The claimant’s mental health issues likely do prevent him from returning to his former position of employment. His problems with depression continue to manifest including problems with focus and motivation. It is believed that his problems with distractibility and motivation inhibit his ability to return to work at this time.
- Please provide a summary of any functional limitations solely due to the psychological condition in this claim. In other words, please indicate the type of work the injured worker can perform and supportive rational[e] for your opinion.
Given his current mental health issues, he is unlikely to thrive in a moderate to high stress job setting. He is more likely able to work a job in an office where there is less stress to trigger his depressive based condition.”
According to the majority opinion, the report presented an ambiguity—whether “return to work” as the doctor used the term in his response to the first question meant return to his former position of employment or return to work in general. The majority said the answer to the second question was also ambiguous. According to the majority, while it was not clear that Dr.
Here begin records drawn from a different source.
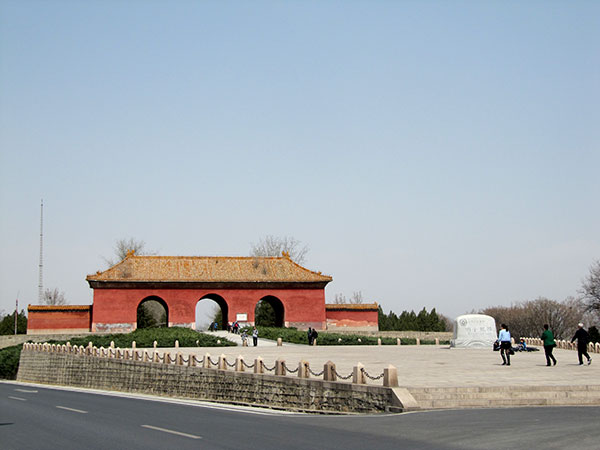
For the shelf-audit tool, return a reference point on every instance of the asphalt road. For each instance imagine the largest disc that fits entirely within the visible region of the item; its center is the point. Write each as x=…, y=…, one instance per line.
x=35, y=417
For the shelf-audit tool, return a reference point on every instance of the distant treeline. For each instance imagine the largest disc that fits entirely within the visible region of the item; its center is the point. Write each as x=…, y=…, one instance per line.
x=409, y=321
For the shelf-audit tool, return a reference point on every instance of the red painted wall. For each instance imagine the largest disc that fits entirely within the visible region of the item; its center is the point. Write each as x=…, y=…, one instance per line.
x=116, y=309
x=56, y=320
x=353, y=319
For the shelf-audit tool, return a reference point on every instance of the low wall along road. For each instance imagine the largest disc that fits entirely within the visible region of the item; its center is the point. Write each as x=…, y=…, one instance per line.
x=132, y=370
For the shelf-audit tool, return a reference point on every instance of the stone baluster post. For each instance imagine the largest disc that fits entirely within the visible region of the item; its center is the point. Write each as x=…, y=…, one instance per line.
x=358, y=376
x=329, y=371
x=390, y=376
x=303, y=371
x=259, y=365
x=239, y=364
x=280, y=367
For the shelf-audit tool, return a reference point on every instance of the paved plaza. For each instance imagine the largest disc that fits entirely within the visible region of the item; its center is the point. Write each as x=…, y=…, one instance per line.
x=425, y=365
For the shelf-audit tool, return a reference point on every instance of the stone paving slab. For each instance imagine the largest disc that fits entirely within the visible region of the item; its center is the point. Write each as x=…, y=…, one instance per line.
x=428, y=365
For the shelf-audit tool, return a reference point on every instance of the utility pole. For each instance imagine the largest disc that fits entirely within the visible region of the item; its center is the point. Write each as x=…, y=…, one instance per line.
x=16, y=312
x=41, y=265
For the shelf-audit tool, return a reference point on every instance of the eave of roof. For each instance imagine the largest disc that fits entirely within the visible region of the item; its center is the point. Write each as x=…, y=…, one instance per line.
x=352, y=306
x=187, y=270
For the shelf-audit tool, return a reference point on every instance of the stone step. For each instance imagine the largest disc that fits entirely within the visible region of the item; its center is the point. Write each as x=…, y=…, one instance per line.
x=498, y=403
x=512, y=388
x=504, y=396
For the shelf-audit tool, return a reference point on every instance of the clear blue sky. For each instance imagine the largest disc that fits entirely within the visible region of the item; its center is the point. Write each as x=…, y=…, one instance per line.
x=437, y=154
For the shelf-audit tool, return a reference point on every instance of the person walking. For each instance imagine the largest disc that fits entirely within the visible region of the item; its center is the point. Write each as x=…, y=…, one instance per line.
x=583, y=338
x=549, y=344
x=255, y=336
x=505, y=344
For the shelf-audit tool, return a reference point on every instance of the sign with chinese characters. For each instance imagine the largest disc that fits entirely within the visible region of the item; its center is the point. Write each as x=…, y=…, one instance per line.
x=474, y=331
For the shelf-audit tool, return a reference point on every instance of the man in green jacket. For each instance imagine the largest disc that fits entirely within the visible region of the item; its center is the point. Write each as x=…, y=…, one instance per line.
x=549, y=345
Gruenfeld was even attempting to offer a firm opinion on whether he believed that Pilarczyk could work, it was possible that he believed that Pilarczyk was not psychologically capable of any work.
Two justices dissented, finding that, when read as a whole, the report was clear that the injured worker was capable of working in a low stress position.
Personally, I agree with the dissent. “Inhibit” does not necessarily equal “prohibit”. But that’s not really the point. The takeaway for we workers’ compensation practitioners is to make sure that your physicians’ reports are crystal clear. If a report is susceptible to more than one interpretation, I will certainly be arguing that it should be rejected as ambiguous under the Pilarczyk standard.